The 3PC protocol tries to eliminates the 2PC protocol’s system blocking problem by adding an extra phase, preCommit. As mentioned here
According to this post, If the co-ordinator crashed at any point, a recovery node can take over the transaction and query the state from any remaining replicas. For example, if any remaining replicas replied to the recovery node it is in pre-commit state, then recovery node will know that the failed coordinator has sent pre-commit message, and all replicas has agreed to commit.
My question is, Why can't Two phase commit do the same thing? When the coordinator failed, the recovery node query those remaining nodes and see any of them already in Commit phase?
I have read server posts but still I don't what exact problem 3 phase commit is trying to solve and how it is solved?
Please help!
Recovery node can query remaining nodes but what happens if an another node crashes before recovery node gathers all messages ?
Two-phase commit protocol cannot proceed until each participant acknowledges each message.
Two phase waits and blocks resources for the following scenarios.
1- Coordinator fails after initiating prepare phase , new coordinator is elected.However if another node crashes before recovery node gathers all messages of phase 1, then the protocol can’t proceed. If all other participant nodes have agreed to commit but the newly crashed node might have intended to abort. So the recovery node can’t call the decision as a commit. This argument applies vice versa also.
2- Similarly, if a participant fails during phase 1 before the coordinator receives a response from the participant,same thing happens.Because coordinator doesn’t know the result of failed node and hence can’t proceed to commit or abort the consensus.
3- If participant or both coordinator and participant node fail during phase 2 coordinator can’t decide whether the transaction is committed.

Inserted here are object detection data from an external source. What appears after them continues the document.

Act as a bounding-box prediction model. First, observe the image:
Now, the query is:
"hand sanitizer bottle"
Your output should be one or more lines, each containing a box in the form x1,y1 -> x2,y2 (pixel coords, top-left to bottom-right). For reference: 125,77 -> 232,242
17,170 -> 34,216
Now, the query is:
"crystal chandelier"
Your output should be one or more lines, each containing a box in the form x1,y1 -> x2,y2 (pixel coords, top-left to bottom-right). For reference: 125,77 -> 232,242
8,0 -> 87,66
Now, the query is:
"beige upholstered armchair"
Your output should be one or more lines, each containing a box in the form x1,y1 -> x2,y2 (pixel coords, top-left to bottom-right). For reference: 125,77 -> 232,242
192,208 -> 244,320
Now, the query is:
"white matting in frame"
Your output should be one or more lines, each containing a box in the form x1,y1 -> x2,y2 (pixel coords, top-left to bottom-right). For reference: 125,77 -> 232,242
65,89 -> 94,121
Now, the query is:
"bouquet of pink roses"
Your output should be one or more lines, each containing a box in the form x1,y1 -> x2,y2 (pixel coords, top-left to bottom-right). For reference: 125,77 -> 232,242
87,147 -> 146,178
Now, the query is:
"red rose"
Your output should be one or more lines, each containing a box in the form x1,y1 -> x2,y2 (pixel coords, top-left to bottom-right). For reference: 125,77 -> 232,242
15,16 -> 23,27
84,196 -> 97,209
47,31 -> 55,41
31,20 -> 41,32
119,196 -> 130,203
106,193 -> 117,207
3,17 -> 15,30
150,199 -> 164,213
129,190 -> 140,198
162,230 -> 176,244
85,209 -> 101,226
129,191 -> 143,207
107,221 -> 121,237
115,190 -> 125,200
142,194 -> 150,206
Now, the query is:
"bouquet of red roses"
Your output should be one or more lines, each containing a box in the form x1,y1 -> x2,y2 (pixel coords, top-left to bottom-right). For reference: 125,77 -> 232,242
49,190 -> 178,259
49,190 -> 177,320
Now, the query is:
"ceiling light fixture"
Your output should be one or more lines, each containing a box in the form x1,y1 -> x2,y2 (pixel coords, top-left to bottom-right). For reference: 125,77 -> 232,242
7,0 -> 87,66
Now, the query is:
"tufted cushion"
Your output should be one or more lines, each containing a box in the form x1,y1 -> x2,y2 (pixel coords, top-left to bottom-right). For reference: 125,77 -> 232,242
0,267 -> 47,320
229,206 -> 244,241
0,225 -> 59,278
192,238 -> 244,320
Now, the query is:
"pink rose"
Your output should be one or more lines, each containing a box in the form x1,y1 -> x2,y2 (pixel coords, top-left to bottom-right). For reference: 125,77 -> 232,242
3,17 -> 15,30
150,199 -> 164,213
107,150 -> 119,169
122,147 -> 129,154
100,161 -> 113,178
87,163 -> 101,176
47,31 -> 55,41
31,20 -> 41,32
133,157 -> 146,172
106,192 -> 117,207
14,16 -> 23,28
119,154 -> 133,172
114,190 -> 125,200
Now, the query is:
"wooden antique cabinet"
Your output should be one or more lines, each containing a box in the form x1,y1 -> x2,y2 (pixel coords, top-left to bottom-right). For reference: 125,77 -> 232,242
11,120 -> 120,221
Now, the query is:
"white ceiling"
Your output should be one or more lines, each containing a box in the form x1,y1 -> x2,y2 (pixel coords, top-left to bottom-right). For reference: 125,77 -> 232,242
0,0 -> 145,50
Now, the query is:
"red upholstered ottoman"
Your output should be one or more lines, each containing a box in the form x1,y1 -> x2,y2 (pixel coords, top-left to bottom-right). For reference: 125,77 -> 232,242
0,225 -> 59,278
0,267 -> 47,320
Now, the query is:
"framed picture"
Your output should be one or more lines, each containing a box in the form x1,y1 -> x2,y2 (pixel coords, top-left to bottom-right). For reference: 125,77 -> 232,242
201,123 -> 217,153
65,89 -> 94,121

Same scenarios with three phase commit.
1- In prepare phase, if a participant doesn’t hear from a coordinator in time,it aborts. Coordinator sends aborts to all if it doesn’t hear from any participant.(In fact same approach can be taken when using two phase commit but the two-phase commit protocol cannot proceed until each participant acknowledges each message.)
2- Same approach is taken with prepare phase.If coordinator times out waiting for a participant – assume it crashed, tells everyone to abort.
3-Coordinator doesn’t know whether the participant failed after committing or before committing. Hence coordinator can’t proactively decide whether the transaction is committed.So this step similar to this step is also similar to the two-phase commit protocol.
So now why there is additional step ? Other folks claim the following
"The aim of this is to 'remove the uncertainty period for participants that have committed and are waiting for the global abort or commit message from the coordinator."
I don't agree with that claim.It seems to me that just additional phase for giving chance to coordinator safely to roll back the entire operation if coordinator failure occurs.
Confusing articles have been written on this topic.Those are these are my conclusions and I am always open to review my answer.